Soil presents a high vulnerability to the environmental degradation processes
especially in arid and semiarid regions, requiring research that leads to its understanding. To date, there are no detailed soil maps covering a large extension of
the Middle East region, especially for calcium carbonate content. Thus, we used topsoil
data (0–20 cm) from more than 5,000 sites for mapping near 3,338,000 square km of
the Middle East. To do this, we used covariates obtained from remote sensing data
and random forest (RF) algorithm. Around 65% of the soil information was acquired
from Iranian datasets and the remaining from the World Soil Information Service
dataset. By using 30 covariates layers of soil, climate, relief, parent material and age
features, we then trained and tuned prediction models—in R software— and used the
optimal ones (according to minimum root mean square error) for making spatial
predictions—within Google Earth Engine— of topsoil attributes and associated
uncertainties at 30 m resolution. All covariates were relatively important for mapping
topsoil attributes, ranging from 4% to 98%. Annual precipitation, temperature annual
range and elevation were the most important ones (> 31%). Overall, the prediction
models trained by RF explained around 40–66% of the variation present in topsoil
attributes.

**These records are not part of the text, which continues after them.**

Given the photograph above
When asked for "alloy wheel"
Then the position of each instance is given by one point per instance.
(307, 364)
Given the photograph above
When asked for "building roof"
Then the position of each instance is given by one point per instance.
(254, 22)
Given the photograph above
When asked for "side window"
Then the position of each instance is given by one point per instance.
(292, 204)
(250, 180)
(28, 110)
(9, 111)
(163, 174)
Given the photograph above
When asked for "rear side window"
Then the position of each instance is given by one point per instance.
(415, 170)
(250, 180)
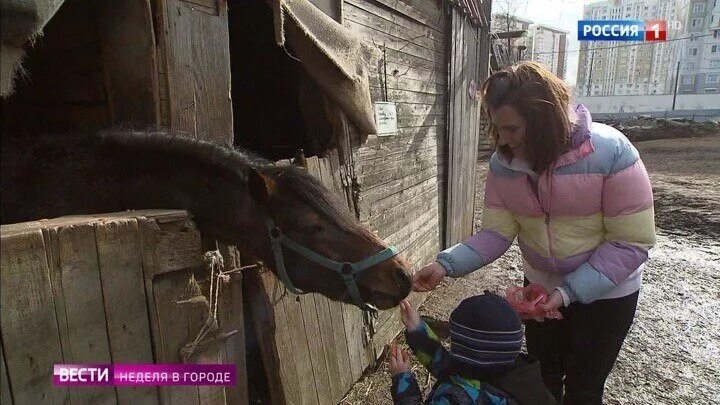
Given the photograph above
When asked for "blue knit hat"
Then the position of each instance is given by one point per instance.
(485, 333)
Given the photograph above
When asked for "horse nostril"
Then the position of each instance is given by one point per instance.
(402, 277)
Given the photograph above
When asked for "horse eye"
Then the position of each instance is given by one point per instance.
(315, 229)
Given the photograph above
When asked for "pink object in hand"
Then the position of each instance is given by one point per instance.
(527, 301)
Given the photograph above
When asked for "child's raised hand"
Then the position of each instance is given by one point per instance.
(409, 315)
(399, 361)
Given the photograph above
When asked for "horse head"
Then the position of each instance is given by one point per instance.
(308, 214)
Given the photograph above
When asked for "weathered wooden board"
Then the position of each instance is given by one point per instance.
(378, 15)
(463, 133)
(101, 289)
(196, 72)
(121, 271)
(127, 43)
(87, 332)
(30, 336)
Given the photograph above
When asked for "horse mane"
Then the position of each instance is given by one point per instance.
(310, 190)
(290, 178)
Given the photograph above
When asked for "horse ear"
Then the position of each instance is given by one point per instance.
(299, 159)
(261, 186)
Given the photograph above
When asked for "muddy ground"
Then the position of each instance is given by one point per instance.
(672, 354)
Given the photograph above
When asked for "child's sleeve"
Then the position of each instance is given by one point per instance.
(427, 348)
(405, 389)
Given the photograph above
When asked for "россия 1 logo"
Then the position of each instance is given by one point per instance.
(622, 30)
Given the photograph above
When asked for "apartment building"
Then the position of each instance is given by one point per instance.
(618, 68)
(549, 47)
(699, 56)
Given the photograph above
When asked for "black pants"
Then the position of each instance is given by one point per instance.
(579, 351)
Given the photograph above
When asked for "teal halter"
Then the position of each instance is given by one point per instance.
(348, 271)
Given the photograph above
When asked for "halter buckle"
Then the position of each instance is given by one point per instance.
(347, 269)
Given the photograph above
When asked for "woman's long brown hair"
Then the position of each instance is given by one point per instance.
(542, 99)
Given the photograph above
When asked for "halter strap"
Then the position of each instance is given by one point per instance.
(346, 270)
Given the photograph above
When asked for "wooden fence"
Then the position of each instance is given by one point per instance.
(104, 289)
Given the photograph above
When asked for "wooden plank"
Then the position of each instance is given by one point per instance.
(406, 96)
(84, 309)
(198, 71)
(397, 82)
(412, 12)
(353, 322)
(276, 342)
(325, 327)
(362, 17)
(401, 218)
(367, 197)
(231, 317)
(301, 348)
(392, 171)
(174, 330)
(415, 153)
(5, 394)
(344, 374)
(403, 136)
(120, 261)
(426, 156)
(406, 234)
(168, 322)
(378, 11)
(430, 8)
(127, 42)
(390, 328)
(398, 44)
(27, 305)
(381, 207)
(318, 359)
(393, 146)
(401, 68)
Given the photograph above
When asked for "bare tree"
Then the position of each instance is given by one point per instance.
(508, 50)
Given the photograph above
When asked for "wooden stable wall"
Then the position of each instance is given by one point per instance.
(400, 178)
(103, 289)
(468, 62)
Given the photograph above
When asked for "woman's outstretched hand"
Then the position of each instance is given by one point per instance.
(428, 277)
(399, 361)
(409, 315)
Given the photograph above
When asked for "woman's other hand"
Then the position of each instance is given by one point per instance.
(399, 361)
(428, 277)
(553, 302)
(409, 316)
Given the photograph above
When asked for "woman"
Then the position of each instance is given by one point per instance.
(578, 198)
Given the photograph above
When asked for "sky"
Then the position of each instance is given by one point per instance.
(563, 14)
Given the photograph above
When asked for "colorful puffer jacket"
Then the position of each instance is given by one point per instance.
(585, 227)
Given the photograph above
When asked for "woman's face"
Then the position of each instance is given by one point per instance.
(511, 129)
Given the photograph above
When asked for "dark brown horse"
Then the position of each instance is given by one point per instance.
(230, 193)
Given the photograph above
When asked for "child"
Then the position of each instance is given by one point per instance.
(484, 364)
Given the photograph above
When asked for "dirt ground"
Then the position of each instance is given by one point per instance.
(672, 354)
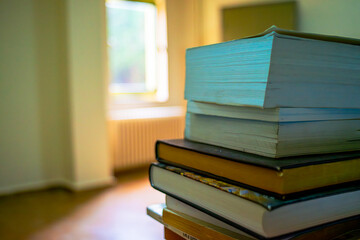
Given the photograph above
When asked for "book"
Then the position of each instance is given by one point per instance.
(277, 68)
(274, 139)
(191, 222)
(273, 114)
(285, 178)
(332, 230)
(171, 235)
(256, 214)
(187, 226)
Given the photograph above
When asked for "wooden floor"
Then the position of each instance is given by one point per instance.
(114, 213)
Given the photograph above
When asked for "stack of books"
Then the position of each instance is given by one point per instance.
(272, 142)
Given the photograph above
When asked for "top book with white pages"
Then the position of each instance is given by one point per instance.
(278, 68)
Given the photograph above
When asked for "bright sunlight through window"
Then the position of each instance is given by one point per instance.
(137, 49)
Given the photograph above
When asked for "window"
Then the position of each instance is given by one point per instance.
(137, 51)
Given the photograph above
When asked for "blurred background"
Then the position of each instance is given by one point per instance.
(86, 88)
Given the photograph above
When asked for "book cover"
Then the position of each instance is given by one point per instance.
(278, 68)
(256, 214)
(279, 178)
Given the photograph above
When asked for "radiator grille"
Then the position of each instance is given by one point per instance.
(133, 140)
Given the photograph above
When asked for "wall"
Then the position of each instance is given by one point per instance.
(87, 89)
(20, 138)
(334, 17)
(52, 90)
(181, 17)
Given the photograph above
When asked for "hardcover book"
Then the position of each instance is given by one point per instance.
(191, 222)
(256, 214)
(274, 139)
(285, 178)
(278, 68)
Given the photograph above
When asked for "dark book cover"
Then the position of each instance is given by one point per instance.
(257, 160)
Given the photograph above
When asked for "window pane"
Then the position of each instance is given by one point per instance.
(132, 47)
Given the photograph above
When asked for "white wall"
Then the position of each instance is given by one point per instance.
(52, 95)
(87, 84)
(333, 17)
(20, 137)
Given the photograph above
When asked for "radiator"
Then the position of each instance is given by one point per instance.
(133, 140)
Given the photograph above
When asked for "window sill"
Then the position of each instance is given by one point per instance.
(145, 113)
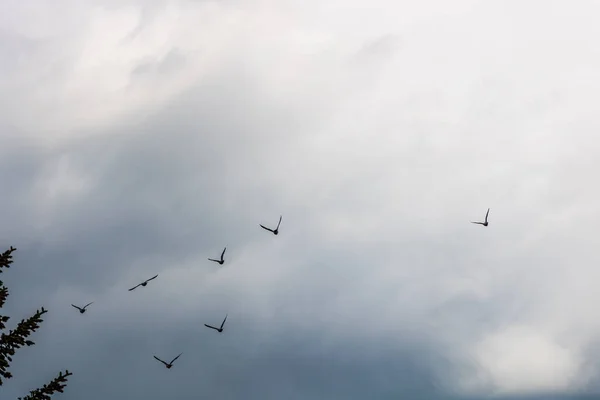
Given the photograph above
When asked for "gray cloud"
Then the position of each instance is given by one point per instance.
(123, 155)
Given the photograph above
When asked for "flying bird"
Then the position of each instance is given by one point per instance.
(81, 309)
(485, 222)
(222, 260)
(170, 364)
(144, 283)
(220, 329)
(276, 231)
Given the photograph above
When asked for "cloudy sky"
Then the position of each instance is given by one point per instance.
(141, 137)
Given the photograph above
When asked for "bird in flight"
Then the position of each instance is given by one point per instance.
(220, 329)
(81, 309)
(276, 231)
(485, 222)
(170, 364)
(222, 260)
(144, 283)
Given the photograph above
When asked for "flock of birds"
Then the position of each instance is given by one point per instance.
(221, 261)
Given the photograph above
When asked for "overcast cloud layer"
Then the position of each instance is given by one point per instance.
(141, 137)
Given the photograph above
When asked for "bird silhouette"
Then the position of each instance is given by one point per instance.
(276, 231)
(144, 283)
(220, 329)
(82, 309)
(485, 222)
(169, 364)
(221, 261)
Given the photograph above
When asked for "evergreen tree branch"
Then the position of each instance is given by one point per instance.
(56, 385)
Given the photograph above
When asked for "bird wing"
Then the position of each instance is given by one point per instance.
(173, 360)
(264, 227)
(134, 287)
(160, 360)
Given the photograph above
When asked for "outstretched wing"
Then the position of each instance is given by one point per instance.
(160, 360)
(173, 360)
(134, 287)
(264, 227)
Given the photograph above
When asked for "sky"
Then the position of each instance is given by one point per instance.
(142, 137)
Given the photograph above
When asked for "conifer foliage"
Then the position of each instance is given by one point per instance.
(17, 338)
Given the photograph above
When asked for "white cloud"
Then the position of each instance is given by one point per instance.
(379, 130)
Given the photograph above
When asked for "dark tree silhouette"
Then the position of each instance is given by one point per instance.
(17, 338)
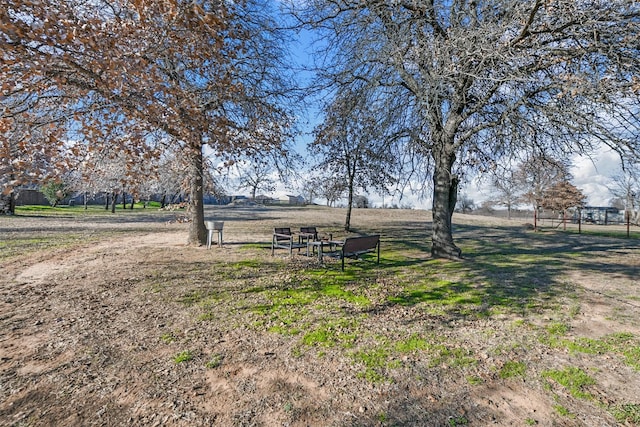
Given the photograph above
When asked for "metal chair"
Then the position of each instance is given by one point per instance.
(214, 226)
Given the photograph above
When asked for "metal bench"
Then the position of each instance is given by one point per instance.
(214, 227)
(283, 238)
(354, 247)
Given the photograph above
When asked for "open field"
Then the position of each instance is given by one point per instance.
(112, 320)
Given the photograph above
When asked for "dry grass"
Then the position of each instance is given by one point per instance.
(112, 320)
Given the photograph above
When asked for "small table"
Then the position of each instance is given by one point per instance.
(320, 244)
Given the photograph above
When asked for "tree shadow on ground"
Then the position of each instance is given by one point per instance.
(506, 268)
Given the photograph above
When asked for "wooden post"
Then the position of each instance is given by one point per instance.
(627, 215)
(579, 221)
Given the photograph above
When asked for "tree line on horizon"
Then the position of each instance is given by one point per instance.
(414, 96)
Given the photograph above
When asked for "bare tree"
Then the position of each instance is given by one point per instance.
(626, 188)
(508, 190)
(353, 146)
(203, 72)
(256, 176)
(561, 196)
(481, 79)
(536, 174)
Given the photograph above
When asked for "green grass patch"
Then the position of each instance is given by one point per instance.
(168, 337)
(332, 333)
(627, 413)
(512, 369)
(183, 356)
(575, 380)
(376, 362)
(563, 411)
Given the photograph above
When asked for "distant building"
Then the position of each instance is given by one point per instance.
(295, 200)
(602, 215)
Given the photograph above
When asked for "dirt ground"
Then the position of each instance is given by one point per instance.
(90, 330)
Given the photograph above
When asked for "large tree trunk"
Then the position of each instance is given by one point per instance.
(197, 230)
(445, 191)
(347, 222)
(114, 201)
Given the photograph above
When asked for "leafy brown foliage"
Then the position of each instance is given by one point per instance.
(126, 76)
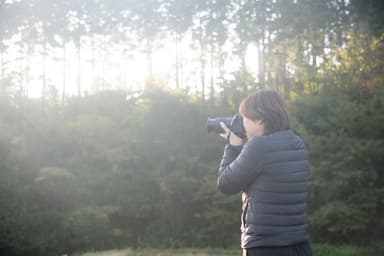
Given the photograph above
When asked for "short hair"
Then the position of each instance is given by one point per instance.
(269, 107)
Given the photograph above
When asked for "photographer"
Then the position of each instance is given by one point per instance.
(270, 167)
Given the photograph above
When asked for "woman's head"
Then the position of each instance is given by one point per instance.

The ratio of the performance to interquartile distance (RPIQ) ranged
between 1.59 and 2.83, suggesting accurate models. Our predicted maps indicated
that sandy and loamy soils with poor organic carbon levels, alkaline reaction and high
calcium carbonate content were widespread in middle eastern topsoils. Our framework
overcomes some limitations related to high computational requirements and enables
accurate predictions of topsoil attributes. Our maps presented correct pedological
correspondences and had realistic spatial representations and interesting levels of
uncertainties.